New York Western District U.S. Attorney William Hochul, Jr. said one of the best defenses against problems at tax time is going to a legitimate tax preparer. He said citizens should be able to trust such professionals, but should also be on the lookout for a particular warning sign.
“If what the tax preparer charges is contingent on how much refund they can get you, that should be a major red flag and, perhaps, a motivation for the tax preparer to amp up a little bit legitimate deductions,” said Hochul.
That’s not the only scam Hochul is urging residents to watch out for. He said one of the more common scams every year is for would-be criminals to use someone else’s ID to file tax returns and receive the refunds.

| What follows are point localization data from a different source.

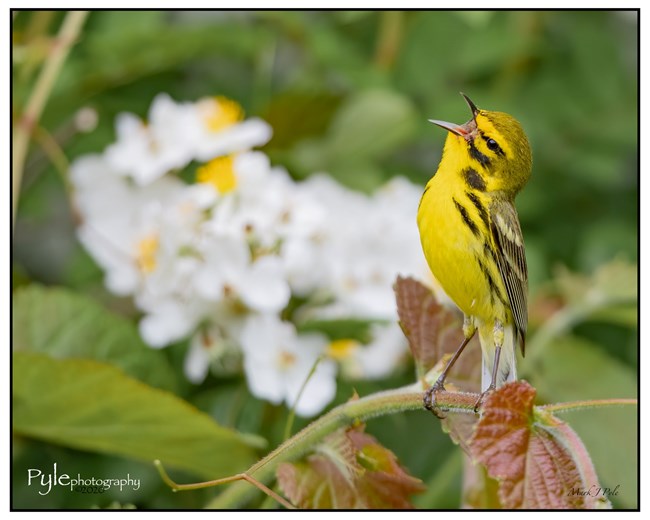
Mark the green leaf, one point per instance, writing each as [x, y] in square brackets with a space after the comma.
[89, 405]
[573, 369]
[64, 324]
[349, 470]
[433, 331]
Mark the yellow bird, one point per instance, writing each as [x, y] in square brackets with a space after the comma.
[472, 240]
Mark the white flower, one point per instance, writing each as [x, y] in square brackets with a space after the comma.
[115, 226]
[277, 362]
[228, 270]
[219, 129]
[216, 346]
[147, 151]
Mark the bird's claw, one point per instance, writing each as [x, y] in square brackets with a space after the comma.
[430, 399]
[479, 401]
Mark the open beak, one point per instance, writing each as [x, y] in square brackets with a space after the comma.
[460, 130]
[465, 130]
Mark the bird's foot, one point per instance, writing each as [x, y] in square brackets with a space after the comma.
[481, 397]
[430, 399]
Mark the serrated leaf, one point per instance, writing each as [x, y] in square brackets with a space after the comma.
[93, 406]
[539, 461]
[433, 331]
[349, 470]
[573, 368]
[64, 324]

The past couple of years have seen a rise in over-the-phone swindles.
“Cases where people outside the area, sometimes from outside the country, call the particular person, threaten that they are from the tax agencies – they’re IRS or state agencies – and demand immediate payment of money over some sort of pre-paid credit card or wiring the money. Otherwise they’re going to call and have you arrested,” Hochul said.
Hochul reminded residents that agencies like the Internal Revenue Service and their state counterparts will never call to demand money or information. Even though doing business and paying bills by phone and over the internet is common place for many companies, Hochul said many government agencies still rely on standard mail.

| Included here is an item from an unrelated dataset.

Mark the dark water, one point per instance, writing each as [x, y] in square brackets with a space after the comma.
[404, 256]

“Now of course you can file your income taxes over the computer system,” noted Hochul. “Many people file electronically and get their refunds electronically. But when it comes to some sort of disputed matter, which is what the fraudsters will be playing upon everyone’s fear, they will not contact you over the telephone.”
New Yorkers are the second most victimized residents of all 50 states, exceeded only by California.

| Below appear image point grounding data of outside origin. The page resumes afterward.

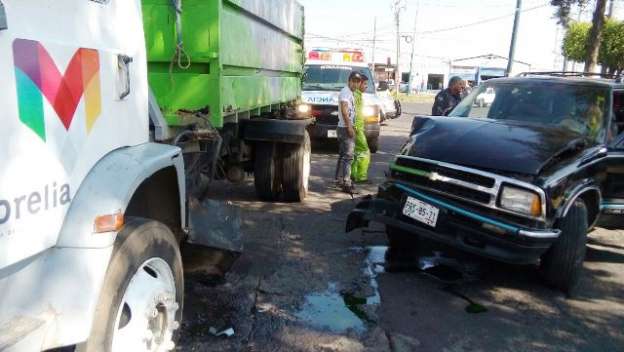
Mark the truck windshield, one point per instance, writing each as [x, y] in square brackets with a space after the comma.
[582, 109]
[333, 77]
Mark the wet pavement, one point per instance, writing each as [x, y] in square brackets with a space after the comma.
[302, 284]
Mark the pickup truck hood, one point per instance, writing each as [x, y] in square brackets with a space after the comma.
[508, 146]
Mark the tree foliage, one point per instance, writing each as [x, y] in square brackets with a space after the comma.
[611, 53]
[564, 7]
[575, 41]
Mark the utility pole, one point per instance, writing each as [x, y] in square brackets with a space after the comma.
[611, 8]
[374, 41]
[411, 77]
[398, 6]
[512, 46]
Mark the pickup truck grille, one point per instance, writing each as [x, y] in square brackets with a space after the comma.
[325, 114]
[448, 172]
[457, 182]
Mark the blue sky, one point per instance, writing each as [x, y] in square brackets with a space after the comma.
[351, 22]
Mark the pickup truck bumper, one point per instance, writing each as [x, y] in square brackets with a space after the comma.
[456, 226]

“So we are on the target list of fraudsters,” said Hochul. “I think they know Western New Yorkers, in particular, are very hard working. They have good identities, good reputations, and that’s exactly what the thieves and criminals are going to try and steal.”
For most residents of the United States, tax season and the process of filing returns is common-place. But immigrants unfamiliar with the process can be even more vulnerable to scams and should be on guard.
“Because number one, they don’t know how the system works,” said Hochul. “Number two, they may have some fear which is residual from their old experiences where government officials may in fact do just that, may threaten, may coerce.”
For those planning to process tax returns on their own, Hochul has an additional warning.
“Don’t give yourself deductions and expenses that aren’t supported, because the last thing I was to see anybody is in federal court being charged with some kind of income tax evasion crime.”
Hochul said if you’re taking care of taxes yourself, just follow the instructions from the IRS.
IRS tax filings are due on Monday, April 18.